Opposition groups will continue with the planned protests against Mursi on Friday. They will march against his perceived betrayal of the revolution and the Brotherhood’s consolidation of power in Egypt.
In a statement, the National Salvation Front (NSF) said Egyptians should demonstrate across the country in protest against “a regime that seeks to impose its will on the people and is managing the country in the interest of the Muslim Brotherhood.”
It accused Mursi of “only defending the interests of the (Muslim Brotherhood) instead of being a president for all Egyptians.”
In Cairo, marches will head to Tahrir Square and the presidential palace.
The interior ministry said it respected "the right to peaceful protest,” and called on all political forces to ensure “a peaceful and civilized” day, a spokesman said.
Rival factions in Egypt on Thursday condemned the violence which has killed dozens in a week of unrest and pledged support for a national dialogue to resolve the political crisis gripping the country.
Top Islamic scholar Grand Imam Ahmed al-Tayyeb chaired talks between liberal opposition heads, Islamists, youth groups, independents and church members at the headquarters of al-Azhar, Sunni Islam's highest seat of learning.
They signed an al-Azhar document vowing to support “a serious dialogue” and “condemn all forms of violence and incitement to violence,” and stressing “the responsibility of the state and its security apparatus to protect citizens.”
“We come out of these talks with some sort of optimism” despite “the difficult challenges ahead,” former UN nuclear watchdog chief Mohamed ElBaradei, a leader of the opposition NSF, said.
“We will do whatever we can with goodwill to build the trust of the Egyptian people,” he told reporters.

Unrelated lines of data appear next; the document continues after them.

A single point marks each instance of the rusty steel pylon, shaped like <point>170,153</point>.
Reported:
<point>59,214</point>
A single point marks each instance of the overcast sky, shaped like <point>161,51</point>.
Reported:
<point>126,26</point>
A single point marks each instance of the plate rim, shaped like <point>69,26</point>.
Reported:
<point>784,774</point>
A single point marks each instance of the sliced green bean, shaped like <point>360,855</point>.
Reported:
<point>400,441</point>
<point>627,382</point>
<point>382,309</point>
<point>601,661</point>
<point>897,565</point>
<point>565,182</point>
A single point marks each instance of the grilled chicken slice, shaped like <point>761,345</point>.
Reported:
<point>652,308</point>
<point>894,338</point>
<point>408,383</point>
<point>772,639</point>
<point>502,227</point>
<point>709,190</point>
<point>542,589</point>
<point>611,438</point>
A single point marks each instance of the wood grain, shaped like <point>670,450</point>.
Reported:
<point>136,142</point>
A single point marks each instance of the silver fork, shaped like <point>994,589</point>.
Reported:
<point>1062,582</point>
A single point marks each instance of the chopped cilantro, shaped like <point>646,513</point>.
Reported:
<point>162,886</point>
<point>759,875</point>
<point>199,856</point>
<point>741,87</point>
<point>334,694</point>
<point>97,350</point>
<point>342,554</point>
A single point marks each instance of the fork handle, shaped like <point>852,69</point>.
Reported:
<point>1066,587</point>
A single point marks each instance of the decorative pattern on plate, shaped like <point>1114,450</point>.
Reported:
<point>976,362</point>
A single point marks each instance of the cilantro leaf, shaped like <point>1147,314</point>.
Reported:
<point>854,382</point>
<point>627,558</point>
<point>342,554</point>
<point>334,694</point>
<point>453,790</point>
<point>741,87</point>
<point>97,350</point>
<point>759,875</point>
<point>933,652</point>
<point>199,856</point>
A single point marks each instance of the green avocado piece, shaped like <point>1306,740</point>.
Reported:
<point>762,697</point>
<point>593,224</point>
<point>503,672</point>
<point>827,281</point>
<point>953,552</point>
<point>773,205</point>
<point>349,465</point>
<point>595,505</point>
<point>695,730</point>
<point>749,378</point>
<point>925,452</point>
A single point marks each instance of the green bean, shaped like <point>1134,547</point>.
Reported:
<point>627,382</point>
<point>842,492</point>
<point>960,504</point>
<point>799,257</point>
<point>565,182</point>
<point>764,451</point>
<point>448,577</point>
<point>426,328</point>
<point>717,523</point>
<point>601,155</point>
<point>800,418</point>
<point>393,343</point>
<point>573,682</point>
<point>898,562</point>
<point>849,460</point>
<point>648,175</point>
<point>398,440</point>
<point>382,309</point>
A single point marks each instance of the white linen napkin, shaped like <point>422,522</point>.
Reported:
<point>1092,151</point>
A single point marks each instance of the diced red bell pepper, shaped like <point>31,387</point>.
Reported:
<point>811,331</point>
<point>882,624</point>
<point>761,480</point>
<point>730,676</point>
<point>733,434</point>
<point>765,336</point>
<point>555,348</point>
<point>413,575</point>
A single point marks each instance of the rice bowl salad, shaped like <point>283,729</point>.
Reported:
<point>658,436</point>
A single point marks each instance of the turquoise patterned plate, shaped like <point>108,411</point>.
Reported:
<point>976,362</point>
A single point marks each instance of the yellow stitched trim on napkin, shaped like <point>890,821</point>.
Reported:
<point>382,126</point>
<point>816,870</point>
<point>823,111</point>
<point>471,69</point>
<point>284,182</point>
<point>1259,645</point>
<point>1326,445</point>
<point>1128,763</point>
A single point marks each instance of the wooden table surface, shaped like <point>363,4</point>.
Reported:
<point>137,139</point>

Saad al-Katatni, head of the Freedom and Justice Party of President Mohamed Morsi's Muslim Brotherhood, stressed the need for compromise from all parties.
“There is no solution to the problems in our path to democracy without dialogue... Dialogue must have guarantees but no preconditions,” he said.
“All topics are up for discussion and all participants said they were ready for compromises,” Katatni told reporters.
Even with few concrete points agreed, the talks marked a blow for Egypt’s Islamist president whose calls for dialogue were snubbed by the opposition only last week.
In a statement, the presidency welcomed the document as “an important step on the road to re-establishing stability.”
But it remained to be seen whether the al-Azhar document would carry weight on the street, where clashes between protesters and police have killed dozens since rallies marking the second anniversary of Egypt’s uprising last week.